5.Menteri ATR/BPN & Jajarannya
Banyak sertifikat hak milik (SHM) yang terbit di kawasan hutan. Ini seharusnya tidak mungkin terjadi tanpa kelalaian atau manipulasi di ATR/BPN.
Menteri ATR (terutama pada era pasca 2014) harus bertanggung jawab atas pengendalian penerbitan sertifikat di kawasan konservasi.

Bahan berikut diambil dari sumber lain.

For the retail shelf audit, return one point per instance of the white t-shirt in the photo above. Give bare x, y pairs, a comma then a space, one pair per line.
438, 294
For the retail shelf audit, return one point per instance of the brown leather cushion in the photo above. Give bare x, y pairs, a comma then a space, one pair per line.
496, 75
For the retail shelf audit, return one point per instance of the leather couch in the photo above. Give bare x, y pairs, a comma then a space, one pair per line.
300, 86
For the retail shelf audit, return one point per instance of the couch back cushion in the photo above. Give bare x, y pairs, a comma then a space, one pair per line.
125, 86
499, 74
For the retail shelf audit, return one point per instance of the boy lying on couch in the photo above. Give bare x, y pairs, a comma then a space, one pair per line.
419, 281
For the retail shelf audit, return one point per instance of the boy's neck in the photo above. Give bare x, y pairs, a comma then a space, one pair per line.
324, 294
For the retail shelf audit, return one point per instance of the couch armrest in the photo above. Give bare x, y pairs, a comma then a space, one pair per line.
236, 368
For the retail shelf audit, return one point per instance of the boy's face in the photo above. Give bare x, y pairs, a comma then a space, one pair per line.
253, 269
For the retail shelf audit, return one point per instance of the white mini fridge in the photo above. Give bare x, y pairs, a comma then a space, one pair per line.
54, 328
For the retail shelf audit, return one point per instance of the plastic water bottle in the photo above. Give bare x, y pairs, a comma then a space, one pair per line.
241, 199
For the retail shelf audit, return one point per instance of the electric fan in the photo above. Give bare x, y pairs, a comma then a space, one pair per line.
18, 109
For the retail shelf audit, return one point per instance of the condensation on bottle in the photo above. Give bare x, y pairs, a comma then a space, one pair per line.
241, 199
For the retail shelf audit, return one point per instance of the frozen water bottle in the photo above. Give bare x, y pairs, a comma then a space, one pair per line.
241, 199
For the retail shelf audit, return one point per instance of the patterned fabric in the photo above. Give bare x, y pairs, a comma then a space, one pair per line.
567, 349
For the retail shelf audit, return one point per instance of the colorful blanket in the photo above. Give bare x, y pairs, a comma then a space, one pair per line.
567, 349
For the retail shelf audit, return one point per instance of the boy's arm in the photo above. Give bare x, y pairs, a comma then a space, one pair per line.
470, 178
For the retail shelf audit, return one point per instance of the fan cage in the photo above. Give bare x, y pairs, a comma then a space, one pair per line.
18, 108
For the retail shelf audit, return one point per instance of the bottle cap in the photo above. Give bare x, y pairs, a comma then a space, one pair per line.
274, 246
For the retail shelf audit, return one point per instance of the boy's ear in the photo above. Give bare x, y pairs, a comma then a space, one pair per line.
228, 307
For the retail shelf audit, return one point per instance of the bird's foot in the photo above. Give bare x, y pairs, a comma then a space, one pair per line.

Penegakan hukum dan pembenahan tata kelola kehutanan menjadi langkah mutlak agar kerusakan tidak meluas dan keadilan bagi masyarakat serta kelestarian lingkungan dapat terwujud.
Perusakan Tesso Nilo adalah kejahatan ekologi besar yang melibatkan negara dan korporasi. Menteri Siti Nurbaya dan jajarannya tidak bisa lepas dari tanggung jawab. Namun, akar masalah juga ditanam sejak lama oleh menteri-menteri sebelumnya, pejabat teknis, dan kepala daerah yang gagal menjaga hutan sebagai warisan publik.
Perusakan TNTN dan kawasan hutan lain adalah akibat dari kelalaian sistemik yang melibatkan banyak aktor di pemerintahan pusat dan daerah lintas periode. Menteri Kehutanan dan KLHK tidak bisa cuci tangan, tapi juga tidak sendirian. Pertanggungjawaban harus bersifat lintas jabatan, lintas era, dan lintas institusi.